MOSONNYI (hébété) : Mon
cher Palló, tu sais que je t’ai toujours
aimé… Merci d’être aussi gentil pour moi !
PALLÓ : Gentil,
moi ? Certainement pas ! Pourquoi serais-je gentil ? Je ne peux
pas être gentil pour un crétin comme…
LE RÉGISSEUR (entre
en courant) : Monsieur Mosonyi !
Sur la scène !
PALLÓ (lui donne un coup de pied dans les fesses) : Cours,
on causera après !
MOSONNYI (aux anges, s’éloigne.)
HÉDI (suppliante) : Palló, arrête ! Il va se rendre
compte…
PALLÓ (les yeux en sang) : Fais-moi
confiance. Je suis sur ma lancée. Bourreau, fais ton devoir !
MOSONNYI (réapparaît en haletant.)
PALLÓ (enthousiaste) : Génial !
Tu me dis que je suis gentil, alors que je n’ai dit que la
vérité… Comment saurais-je être gentil avec un sale
type comme toi… Mais je ne peux pas faire autrement, tu as un si
énorme talent ! Impossible de le contester ! Animal, crétin !

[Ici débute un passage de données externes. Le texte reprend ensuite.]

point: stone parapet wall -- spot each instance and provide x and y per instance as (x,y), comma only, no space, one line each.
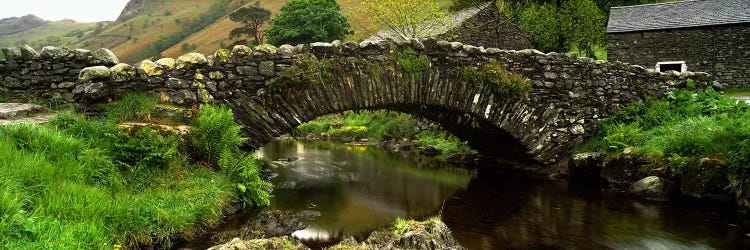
(567,96)
(723,51)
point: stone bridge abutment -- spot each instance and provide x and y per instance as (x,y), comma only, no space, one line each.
(273,90)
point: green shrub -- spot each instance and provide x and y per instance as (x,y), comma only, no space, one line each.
(146,150)
(304,71)
(244,170)
(503,83)
(411,62)
(132,107)
(216,132)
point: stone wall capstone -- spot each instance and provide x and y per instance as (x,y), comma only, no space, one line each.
(568,94)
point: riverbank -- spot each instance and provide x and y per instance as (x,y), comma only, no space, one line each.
(391,131)
(693,142)
(87,183)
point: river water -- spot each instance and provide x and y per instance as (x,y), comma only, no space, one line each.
(358,189)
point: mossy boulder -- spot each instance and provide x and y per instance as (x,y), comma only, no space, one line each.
(276,243)
(626,168)
(151,69)
(191,59)
(586,167)
(106,57)
(707,178)
(123,72)
(652,188)
(222,56)
(166,63)
(91,73)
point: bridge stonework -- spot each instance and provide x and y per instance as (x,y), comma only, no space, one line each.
(568,94)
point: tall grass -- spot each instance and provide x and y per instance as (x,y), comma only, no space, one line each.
(82,183)
(681,128)
(59,191)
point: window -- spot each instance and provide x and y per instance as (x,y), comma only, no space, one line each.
(678,66)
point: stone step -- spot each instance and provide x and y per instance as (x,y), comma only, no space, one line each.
(14,111)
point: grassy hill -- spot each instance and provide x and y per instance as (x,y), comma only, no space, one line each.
(169,28)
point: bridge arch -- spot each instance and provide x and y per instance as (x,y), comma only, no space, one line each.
(567,94)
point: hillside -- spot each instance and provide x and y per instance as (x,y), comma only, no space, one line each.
(169,28)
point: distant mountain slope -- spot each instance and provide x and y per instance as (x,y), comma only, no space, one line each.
(13,25)
(170,28)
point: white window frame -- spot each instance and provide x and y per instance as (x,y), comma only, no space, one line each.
(683,69)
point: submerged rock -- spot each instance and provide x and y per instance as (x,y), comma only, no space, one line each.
(625,169)
(276,243)
(270,224)
(426,235)
(707,180)
(652,188)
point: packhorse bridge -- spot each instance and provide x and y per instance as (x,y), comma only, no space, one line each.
(273,90)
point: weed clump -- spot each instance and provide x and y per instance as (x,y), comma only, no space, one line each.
(503,83)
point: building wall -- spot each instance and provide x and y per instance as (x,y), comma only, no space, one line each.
(723,51)
(489,29)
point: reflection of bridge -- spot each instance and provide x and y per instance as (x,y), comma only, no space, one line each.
(568,93)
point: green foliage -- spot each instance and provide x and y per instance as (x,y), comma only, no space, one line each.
(503,83)
(400,226)
(244,170)
(62,191)
(305,70)
(251,18)
(132,107)
(216,132)
(217,139)
(540,24)
(307,21)
(564,25)
(411,62)
(582,24)
(684,126)
(146,149)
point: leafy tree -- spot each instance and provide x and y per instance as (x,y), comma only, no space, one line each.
(540,24)
(251,18)
(306,21)
(583,25)
(407,19)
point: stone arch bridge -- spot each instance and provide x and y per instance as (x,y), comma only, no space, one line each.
(273,90)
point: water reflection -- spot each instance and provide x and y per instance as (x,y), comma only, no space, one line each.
(357,189)
(497,212)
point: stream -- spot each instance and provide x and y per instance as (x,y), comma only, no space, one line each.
(359,189)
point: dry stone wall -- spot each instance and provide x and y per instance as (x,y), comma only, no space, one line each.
(567,96)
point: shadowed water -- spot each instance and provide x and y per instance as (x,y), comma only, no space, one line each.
(359,189)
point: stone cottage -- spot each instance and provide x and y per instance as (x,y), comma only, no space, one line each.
(703,35)
(483,26)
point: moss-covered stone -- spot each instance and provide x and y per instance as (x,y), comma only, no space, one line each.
(151,69)
(707,178)
(266,49)
(122,72)
(222,56)
(216,75)
(166,63)
(191,59)
(96,72)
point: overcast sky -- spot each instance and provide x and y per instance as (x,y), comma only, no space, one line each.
(54,10)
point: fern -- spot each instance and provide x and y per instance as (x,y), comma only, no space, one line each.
(216,132)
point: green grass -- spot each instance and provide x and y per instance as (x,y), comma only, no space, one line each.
(382,124)
(680,129)
(82,183)
(737,91)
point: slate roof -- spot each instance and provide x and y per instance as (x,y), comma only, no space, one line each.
(674,15)
(456,19)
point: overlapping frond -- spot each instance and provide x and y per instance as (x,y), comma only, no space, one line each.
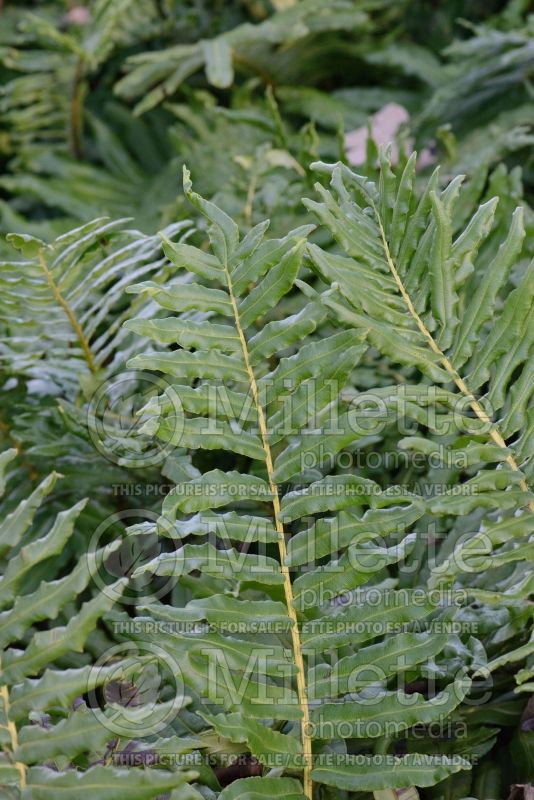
(266,391)
(440,303)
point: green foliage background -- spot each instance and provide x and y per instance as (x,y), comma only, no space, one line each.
(102,105)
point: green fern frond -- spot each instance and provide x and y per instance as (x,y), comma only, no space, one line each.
(226,349)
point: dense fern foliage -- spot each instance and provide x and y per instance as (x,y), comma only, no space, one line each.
(266,432)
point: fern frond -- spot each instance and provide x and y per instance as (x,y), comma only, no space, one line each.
(238,283)
(437,299)
(67,305)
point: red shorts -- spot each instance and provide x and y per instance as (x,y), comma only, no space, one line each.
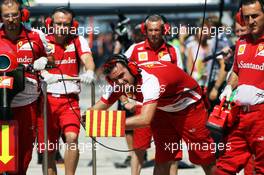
(26,116)
(170,128)
(61,119)
(142,137)
(245,138)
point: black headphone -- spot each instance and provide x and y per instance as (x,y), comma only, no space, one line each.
(260,1)
(120,58)
(49,20)
(165,26)
(25,13)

(Il le frappe où il peut.) Ce
talent que tu as ! Ça ne me rentre pas dans la tête, comment
un sale type comme toi, un abruti analphabète… (Il lui frappe le cou.)… un
imbécile, une tête de lard… (Il le frappe.) …un tas d’ordures de
l’espèce humaine…
MOSONNYI (interloqué) : Pardon ?
PALLÓ (calmement) : …où
va-t-il chercher ce talent énorme, cette bénédiction des
dieux ?
MOSONNYI (soulagé) : Ah
bon !
LE RÉGISSEUR (entre
en courant) : Monsieur Mosonyi, sur la
scène !
MOSONNYI (tire Palló
à part) : Palló, mon
petit Palló… Tu sais, j’ai
beaucoup d’ennemis au théâtre… Mais je vois enfin que
j’ai aussi un véritable ami, qui ne m’envie pas, mais qui
reconnaît mon talent… Merci, mon Palló.
Tu as été si gentil. (Il
court vers la scène, claudique légèrement à cause
des coups reçus, se retourne vers l’arrière pour lancer des
baisers vers Palló..)
PALLÓ (s’essuie les mains dans son mouchoir) : Voilà !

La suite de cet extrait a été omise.